The easiest way to keep skin’s pH balanced is to use products that don’t muck the pH around. Here’s is our roundup of the best pH balancing products…
Rumour has it that Cameron Diaz uses Evian to wash her face. Whilst this might seem to be fairly excessive (not to mention super spenny), she might actually be on to something. Nichola Joss, facialist and Decleor ambassador tells us why: “Hard water has a high mineral composition containing heavy metals like iron, copper, zinc, and nickel that can lead to irritation, inflammation and itchiness and it can even breakdown collagen and elastin. It can also contain chlorine, which is drying so it strips the top layer of the skin of its natural oils.” Yikes! To her patients with hypersensitive skin, she recommends not using hard tap water. If there’s a build-up on your shower head you know your water is hard and this is the same residue that ends up on your face. Shock horror. French women are spearheading the anti-tap-water movement. In its place they’re using their favourite micellar water, which was developed in France in the nineties to combat their harsh water and has become as much an essential in the French girl beauty kit as a reliable hyperpigmentation treatment.
Cleansers and toners
“To maintain a healthy balance in the skin, it’s best to avoid harsh cleansers that have an alkaline pH and instead use neutral or slightly acidic ones with alpha or beta hydroxy acids, these especially help the bacteria/pimple cycle,” says celeb facialist Anastacia Achiellios. “I have seen thousands of skins transform from just making changes to cleansing routines.” Though lathering up might help you feel squeaky-clean, harsh cleansers dry you out, leaving skin feeling tight.
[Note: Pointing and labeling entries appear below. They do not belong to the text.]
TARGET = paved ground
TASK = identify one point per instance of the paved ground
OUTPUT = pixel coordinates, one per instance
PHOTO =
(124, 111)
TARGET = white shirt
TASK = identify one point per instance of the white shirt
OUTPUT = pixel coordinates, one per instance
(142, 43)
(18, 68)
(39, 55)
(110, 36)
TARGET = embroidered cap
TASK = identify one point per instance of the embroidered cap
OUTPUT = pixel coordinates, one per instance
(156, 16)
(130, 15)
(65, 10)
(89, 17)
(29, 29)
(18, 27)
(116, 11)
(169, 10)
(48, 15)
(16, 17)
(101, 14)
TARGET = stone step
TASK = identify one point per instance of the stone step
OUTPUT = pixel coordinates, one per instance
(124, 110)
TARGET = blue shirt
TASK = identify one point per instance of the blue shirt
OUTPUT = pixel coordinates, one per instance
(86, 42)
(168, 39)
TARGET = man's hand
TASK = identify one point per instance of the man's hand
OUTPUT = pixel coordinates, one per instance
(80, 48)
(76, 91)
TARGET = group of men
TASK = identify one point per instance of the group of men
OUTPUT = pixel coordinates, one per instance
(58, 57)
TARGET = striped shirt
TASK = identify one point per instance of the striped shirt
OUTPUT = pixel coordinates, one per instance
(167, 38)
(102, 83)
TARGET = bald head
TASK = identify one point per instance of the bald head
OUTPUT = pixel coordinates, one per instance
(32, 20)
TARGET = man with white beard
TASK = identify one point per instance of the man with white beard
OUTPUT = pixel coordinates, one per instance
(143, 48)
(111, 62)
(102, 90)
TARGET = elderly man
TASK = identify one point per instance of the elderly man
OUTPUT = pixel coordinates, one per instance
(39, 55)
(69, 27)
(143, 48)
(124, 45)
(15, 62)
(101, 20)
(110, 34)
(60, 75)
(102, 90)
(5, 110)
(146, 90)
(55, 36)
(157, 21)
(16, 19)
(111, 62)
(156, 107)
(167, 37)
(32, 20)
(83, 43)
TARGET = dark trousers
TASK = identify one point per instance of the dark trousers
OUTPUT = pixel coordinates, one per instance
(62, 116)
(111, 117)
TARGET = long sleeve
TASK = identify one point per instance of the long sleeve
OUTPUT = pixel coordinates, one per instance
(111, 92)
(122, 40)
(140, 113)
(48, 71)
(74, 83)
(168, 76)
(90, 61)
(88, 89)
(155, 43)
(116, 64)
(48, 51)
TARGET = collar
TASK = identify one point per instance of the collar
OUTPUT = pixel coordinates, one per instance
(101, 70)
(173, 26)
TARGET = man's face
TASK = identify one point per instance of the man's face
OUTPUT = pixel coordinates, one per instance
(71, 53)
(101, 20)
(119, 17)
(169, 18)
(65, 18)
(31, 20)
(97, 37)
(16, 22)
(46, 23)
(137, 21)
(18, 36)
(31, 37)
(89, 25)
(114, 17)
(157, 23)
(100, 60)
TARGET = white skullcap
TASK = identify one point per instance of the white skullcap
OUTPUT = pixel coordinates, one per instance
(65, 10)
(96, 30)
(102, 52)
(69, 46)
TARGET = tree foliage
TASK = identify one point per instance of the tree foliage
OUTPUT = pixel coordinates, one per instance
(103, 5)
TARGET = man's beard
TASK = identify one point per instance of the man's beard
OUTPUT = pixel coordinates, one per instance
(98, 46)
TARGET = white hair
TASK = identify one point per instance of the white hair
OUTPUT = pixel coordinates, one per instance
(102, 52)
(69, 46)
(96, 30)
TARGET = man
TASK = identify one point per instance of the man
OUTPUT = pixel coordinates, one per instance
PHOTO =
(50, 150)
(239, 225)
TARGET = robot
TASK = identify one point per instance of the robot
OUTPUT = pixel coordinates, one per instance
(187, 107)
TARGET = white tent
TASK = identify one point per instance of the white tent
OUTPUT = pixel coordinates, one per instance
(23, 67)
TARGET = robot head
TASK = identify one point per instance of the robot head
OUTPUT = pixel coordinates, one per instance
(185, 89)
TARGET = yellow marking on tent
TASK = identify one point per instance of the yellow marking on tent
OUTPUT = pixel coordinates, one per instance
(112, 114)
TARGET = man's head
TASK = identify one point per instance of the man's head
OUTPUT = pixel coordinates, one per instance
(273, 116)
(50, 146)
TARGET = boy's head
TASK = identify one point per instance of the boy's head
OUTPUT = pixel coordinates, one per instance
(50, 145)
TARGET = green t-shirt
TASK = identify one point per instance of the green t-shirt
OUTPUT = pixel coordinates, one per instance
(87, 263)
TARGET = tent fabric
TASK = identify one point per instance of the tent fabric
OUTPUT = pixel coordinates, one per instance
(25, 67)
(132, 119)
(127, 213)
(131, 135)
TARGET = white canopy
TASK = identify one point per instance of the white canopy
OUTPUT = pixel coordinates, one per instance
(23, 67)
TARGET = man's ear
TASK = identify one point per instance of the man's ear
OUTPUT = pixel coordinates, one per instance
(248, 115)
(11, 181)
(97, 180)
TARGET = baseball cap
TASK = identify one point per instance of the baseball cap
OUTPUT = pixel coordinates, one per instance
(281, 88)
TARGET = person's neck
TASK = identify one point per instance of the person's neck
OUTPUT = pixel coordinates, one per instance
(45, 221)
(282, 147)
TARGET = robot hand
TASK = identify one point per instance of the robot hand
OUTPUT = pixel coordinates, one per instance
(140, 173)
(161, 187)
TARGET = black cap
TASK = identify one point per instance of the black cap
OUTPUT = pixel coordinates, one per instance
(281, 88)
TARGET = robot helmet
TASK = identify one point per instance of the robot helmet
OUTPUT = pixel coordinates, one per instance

SebaMed is a product range created specifically so that it has a pH value of 5.5 – the same as your skin’s ultimate level.
pH BALANCING FOOD
Another way to help keep your pH in check is watch what you eat.Your body is a machine, and the things you put inside it affect the way it looks on the outside. “When your body is functioning at its best, your cells are able to maintain healthy blood pH easily,” explains Nutritional Therapist and Founder of GP Nutrition Gabriela Peacock. “However, when our bodies have to work to filter the foods you eat to maintain blood pH, then you could be more susceptible to illness and our diets sometimes tend to be on the acidic side.” Acid-producing foods include meat, poultry, cheese and dairy and, sadly, baked pastries, white bread, caffeine and processed foods. “Alkaline foods balance the body and allow our blood to absorb more oxygen to aid digestion, which will in turn lead to clearer skin,” says Peacock. Eat plenty of pH balancing kale, cayenne pepper, garlic, carrots, cabbage, and apple cider vinegar. Dalton Wong founder of TwentyTwo Training recommends drinking green juice, which is like a ‘salad in a glass’, with spinach, kale, lemon and cucumber. Give yourself a hand; avoid fizzy drinks and swap your morning coffee for green tea, which is more alkaline.